I'd say the same thing, without a doubt. I was happy, I was with my father, I learned a lot and got to meet the best people. It's hard, but if a family has a child with aptitudes, they mustn't waste any time. I won the Córdoba contest at 14, and in Jerez at 15. I'd do it all over again without a second thought.
You are an example for up-and-coming artists. Name some young guitarist you like.
Beyond any doubt, José Acedo, because in addition to be a great guitarist, he's a terrific producer. I like Canito's originality, and the playing of Manuel de la Luz. In Huelva there's a kid of 16 who's terrific: Álvaro de Mora, and in Bilbao there's Yago Santos who is someone to reckon with.
You said earlier that Paco's right hand will never be duplicated. Did you ever play with him?
I played with him in private, but I'm not ashamed to admit that I was afraid to play with him. I would never have dared to play with Paco de Lucía on stage, and I don't think saying so makes me any less of a guitarist, although at times I hear myself play, and there are things that sound like him, I know we were very different, and we had very different qualities.
Music is therapeutic, but up to what point is it so for the musician?
For me, there a therapeutic part, because when I pick up the guitar and can follow a thread, it becomes like a drug. You release a lot of adrenaline and you just can't stop playing, it's helps you get lost in yourself. That's when you have no problems, no nervousness, nothing. That's the sane part. The difficult part is the creation. I think all musicians are a little obsessed, and that is accentuated during the creative process.

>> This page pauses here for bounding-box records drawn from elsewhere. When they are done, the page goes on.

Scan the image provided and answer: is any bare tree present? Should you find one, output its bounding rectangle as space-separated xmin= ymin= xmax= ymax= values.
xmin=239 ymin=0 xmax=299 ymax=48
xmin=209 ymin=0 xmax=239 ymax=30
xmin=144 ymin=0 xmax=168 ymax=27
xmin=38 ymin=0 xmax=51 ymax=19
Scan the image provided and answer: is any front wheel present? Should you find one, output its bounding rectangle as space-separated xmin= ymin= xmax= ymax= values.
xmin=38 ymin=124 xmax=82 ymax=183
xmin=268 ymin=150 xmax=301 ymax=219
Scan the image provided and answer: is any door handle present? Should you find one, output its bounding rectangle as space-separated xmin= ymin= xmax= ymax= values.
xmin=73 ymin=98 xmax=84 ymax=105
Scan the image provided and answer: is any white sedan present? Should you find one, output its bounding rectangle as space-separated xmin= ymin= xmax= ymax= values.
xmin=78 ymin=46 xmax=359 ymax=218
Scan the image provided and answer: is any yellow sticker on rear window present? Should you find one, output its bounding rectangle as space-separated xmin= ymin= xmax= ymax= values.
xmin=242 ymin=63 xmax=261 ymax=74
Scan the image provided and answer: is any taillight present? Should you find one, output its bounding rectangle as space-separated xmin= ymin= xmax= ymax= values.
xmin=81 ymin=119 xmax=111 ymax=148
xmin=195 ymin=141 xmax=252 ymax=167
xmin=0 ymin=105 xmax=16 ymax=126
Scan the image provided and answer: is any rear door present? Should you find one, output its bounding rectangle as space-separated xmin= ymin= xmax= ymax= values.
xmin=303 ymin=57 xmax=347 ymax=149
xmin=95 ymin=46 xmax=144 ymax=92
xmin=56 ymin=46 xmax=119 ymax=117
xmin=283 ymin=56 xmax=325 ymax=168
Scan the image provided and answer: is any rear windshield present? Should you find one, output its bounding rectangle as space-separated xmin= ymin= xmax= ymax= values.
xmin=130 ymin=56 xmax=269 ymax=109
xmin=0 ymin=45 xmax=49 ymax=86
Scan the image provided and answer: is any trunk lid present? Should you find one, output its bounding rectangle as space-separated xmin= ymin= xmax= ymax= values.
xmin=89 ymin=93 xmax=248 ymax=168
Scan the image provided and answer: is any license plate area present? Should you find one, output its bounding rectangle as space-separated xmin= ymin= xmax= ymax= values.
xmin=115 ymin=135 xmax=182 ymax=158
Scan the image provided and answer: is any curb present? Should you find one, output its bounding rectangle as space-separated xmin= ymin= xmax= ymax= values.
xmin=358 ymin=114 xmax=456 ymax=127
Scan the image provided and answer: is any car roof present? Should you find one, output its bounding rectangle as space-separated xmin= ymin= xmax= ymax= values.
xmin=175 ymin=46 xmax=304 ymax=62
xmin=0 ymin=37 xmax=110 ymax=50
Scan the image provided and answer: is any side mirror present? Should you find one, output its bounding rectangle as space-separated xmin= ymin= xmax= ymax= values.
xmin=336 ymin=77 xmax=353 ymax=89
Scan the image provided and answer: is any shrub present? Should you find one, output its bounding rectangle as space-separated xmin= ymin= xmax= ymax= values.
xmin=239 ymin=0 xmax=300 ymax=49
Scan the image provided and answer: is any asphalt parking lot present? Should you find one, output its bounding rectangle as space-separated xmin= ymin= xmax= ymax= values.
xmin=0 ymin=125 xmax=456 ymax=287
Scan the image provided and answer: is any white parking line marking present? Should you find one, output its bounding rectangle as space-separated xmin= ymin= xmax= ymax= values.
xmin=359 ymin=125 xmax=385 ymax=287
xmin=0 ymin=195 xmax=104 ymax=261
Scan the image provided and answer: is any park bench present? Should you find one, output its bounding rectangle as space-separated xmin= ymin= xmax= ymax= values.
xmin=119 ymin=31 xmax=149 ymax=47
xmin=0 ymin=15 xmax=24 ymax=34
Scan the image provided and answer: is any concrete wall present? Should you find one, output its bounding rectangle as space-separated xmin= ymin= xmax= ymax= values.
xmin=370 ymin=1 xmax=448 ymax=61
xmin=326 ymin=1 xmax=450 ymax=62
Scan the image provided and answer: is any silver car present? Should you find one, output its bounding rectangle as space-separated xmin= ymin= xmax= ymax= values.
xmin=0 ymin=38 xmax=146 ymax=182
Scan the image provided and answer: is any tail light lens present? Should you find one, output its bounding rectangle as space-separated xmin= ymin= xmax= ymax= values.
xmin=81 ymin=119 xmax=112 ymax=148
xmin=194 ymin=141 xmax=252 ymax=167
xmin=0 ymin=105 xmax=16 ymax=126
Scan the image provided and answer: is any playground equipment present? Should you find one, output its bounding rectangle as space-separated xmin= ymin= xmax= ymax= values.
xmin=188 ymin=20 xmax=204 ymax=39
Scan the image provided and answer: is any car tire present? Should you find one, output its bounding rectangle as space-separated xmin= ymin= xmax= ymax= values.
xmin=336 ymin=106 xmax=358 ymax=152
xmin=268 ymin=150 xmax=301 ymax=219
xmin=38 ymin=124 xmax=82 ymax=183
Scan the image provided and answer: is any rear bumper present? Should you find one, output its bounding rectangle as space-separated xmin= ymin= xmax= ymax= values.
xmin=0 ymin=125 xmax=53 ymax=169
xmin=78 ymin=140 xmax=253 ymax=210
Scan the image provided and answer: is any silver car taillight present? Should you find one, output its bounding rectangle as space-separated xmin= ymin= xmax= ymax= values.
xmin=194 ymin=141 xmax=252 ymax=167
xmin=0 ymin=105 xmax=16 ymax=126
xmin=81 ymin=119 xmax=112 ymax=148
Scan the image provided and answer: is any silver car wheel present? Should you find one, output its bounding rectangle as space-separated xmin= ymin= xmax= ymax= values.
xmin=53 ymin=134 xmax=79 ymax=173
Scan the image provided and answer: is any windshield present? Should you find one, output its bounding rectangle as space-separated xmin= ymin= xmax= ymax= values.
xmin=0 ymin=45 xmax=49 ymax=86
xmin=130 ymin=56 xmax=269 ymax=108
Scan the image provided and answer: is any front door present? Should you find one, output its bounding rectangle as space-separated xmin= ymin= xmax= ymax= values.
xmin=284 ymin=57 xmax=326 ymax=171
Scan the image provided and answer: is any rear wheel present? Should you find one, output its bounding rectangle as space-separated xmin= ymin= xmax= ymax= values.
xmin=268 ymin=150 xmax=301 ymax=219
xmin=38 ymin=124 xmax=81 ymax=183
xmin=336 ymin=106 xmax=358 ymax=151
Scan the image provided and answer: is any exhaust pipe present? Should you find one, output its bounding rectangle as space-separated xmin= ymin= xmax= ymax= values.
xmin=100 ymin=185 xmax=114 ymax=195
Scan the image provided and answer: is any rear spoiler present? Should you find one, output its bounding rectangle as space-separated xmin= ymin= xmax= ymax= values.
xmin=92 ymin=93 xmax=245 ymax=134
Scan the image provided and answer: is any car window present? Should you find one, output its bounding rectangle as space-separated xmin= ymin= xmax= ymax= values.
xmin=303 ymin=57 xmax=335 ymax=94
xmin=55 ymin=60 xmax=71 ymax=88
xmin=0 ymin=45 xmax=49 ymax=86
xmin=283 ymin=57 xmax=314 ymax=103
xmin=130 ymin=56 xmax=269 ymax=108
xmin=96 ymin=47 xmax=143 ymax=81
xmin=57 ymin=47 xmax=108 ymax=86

What obsesses you when you compose?
What concerns me most is not lying to the audience, being honest with whomever is listening is what concerns me the most.
What about your upcoming record. When is it due to come out?
Well, I hope to be able to record Parque de María Luisa in August, and have it ready by autumn.
You say these are memories of a park that was very special for you throughout your life. It sounds like it's going to be melancholic.
Well, yes, because that's how I am, but since I'm happy now, I'm sure it's going to show in the final result.